Lactobacillus plantarum had the highest occurrence at 48%, and Lactobacillus casei had the lowest occurrence at 4%.
A major criterion used in probiotic selection is the ability to withstand acidity which invariably depicts its inability to inactivate due to the low pH of the gastrointestinal tract. All LAB isolates were able to survive at pH 2.5 and 3.0, although their viability started to decrease after 3 h of incubation. This demonstrates their potential to survive in the extremely acidic pH of the gastrointestinal tract. A similar study by Nami et al. [29] showed a decrease in the viability of the LAB isolates after 3 h of incubation at pH 3.0. All the organisms had a survival rate above 50% after 1 and 2 h of incubation. After 3 h of incubation, only 67% of the LAB isolates showed a viability of more than 50%. This agrees with the work of Hoque et al. [44] where all the Lactobacillus species isolated from yogurt were able to survive an acidic pH of 2.5 to 3.5. L. fermentum demonstrated the highest capacity to withstand low pH among the isolates tested. The adaptive acid tolerance reaction could be controlled by the production of some genes during adaptation, which comprises two different responses, pre-challenge adaptation and transient adaptation that occurs during low pH challenge.

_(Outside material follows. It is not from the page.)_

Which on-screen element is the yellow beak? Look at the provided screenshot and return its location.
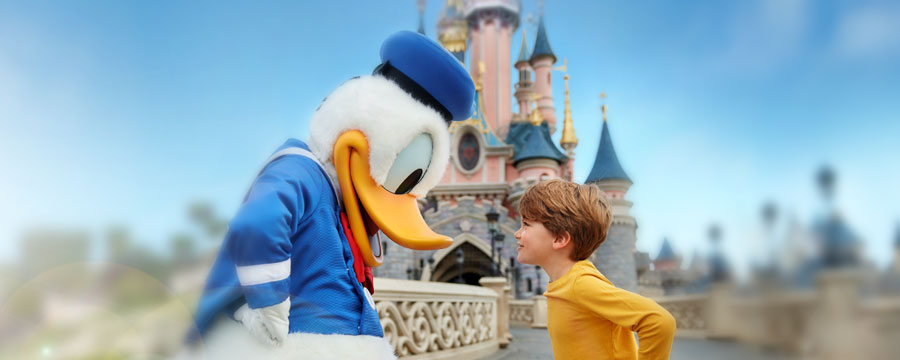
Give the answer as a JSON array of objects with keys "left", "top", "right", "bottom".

It takes 4 h for food to digest in the intestine [29]. All the isolates were able to resist bile salt concentrations of 0.3%, 0.5%, and 1% in varying degrees for 4 h. The ability to resist the effect of bile salt is an important criterion for probiotic selection, because the mean intestinal concentration of humans is supposedly 0.3% (w/v) [45]. This demonstrates that the LAB isolates met these probiotic criteria, although L. fermentum survived best. As the bile salt concentration increased and time progressed, the viability of the LAB species decreased, and this conforms to the work of Owusu-Kwarteng et al. [46], where all L. fermentum strains isolated from West African fermented millet dough were able to resist 0.3%–2% bile concentration with decreased viability.

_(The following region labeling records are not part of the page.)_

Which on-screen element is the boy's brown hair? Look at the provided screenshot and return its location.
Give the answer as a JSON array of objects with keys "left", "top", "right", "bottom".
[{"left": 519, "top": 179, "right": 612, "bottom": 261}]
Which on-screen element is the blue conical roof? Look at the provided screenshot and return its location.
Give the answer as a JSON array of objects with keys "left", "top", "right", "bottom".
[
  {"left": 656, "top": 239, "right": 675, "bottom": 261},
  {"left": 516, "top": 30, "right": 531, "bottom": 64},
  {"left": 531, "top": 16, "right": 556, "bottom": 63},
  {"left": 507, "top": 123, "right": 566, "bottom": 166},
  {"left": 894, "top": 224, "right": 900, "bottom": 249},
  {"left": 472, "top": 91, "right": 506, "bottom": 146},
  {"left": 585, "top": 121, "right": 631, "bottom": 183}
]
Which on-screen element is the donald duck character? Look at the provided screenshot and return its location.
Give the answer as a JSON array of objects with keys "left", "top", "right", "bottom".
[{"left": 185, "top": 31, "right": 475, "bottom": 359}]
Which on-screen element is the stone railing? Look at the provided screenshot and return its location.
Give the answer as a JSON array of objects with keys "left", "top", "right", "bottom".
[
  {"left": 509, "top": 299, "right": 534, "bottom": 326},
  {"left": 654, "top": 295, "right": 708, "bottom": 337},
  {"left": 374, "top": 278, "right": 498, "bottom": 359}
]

Lactic acid bacteria are capable of lowering pH, producing antibacterial substances such as lactic and organic acids [47], and producing bacteriocins capable of inhibiting the growth of pathogenic and spoilage bacteria [48,49]. In this study, the metabolites produced by LAB present in the culture supernatant demonstrated antagonistic activity against the clinical pathogens and this lends credence to their antimicrobial potential.

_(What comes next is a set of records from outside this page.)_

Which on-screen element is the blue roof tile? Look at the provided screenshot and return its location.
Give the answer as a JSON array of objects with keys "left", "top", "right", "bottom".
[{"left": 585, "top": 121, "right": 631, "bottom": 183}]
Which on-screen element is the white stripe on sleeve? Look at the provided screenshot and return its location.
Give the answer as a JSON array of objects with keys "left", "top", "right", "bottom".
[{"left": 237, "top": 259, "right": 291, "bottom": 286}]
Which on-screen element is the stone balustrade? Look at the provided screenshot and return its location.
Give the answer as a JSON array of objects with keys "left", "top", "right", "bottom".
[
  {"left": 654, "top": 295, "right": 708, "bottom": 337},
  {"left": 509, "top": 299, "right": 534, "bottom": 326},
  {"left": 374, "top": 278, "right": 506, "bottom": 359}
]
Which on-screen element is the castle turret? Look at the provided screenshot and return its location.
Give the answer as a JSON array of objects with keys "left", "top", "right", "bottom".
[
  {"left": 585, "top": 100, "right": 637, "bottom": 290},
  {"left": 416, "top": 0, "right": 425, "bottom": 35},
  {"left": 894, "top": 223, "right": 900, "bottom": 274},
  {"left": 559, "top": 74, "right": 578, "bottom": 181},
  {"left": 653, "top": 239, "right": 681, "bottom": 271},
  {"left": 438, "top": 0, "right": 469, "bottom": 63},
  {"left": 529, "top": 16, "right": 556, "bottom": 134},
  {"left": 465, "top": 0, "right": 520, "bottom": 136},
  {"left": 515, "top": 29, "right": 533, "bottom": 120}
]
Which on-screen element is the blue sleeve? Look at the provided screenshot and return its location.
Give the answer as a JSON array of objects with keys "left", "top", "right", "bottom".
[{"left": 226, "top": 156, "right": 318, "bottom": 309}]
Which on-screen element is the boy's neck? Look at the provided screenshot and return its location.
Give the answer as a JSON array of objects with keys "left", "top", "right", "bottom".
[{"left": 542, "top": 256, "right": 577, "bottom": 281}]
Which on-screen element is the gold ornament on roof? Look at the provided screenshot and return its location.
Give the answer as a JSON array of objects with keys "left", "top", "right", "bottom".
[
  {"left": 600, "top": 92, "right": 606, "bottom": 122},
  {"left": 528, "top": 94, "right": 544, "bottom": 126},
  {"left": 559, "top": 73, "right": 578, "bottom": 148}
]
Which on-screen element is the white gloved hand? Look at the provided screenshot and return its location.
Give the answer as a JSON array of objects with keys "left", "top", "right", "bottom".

The small and large intestine is colonized by probiotic microorganisms and must be able to survive the harsh conditions therein to be functional. Gastric juice is secreted in the stomach where high acid persists. Therefore, the survival of an organism in gastric juice is a major criterion for probiotic selection. In this study, all tested LAB species were able to survive simulated gastric juice at pH 2.5 with a percentage survival rate ranging between 64% and 90% after 4 h. L. fermentum had the highest survival rate, while L. casei had the least survival rate. Reference [50] reported that the survival rate of Lactobacillus species in gastric juice differs with different strains.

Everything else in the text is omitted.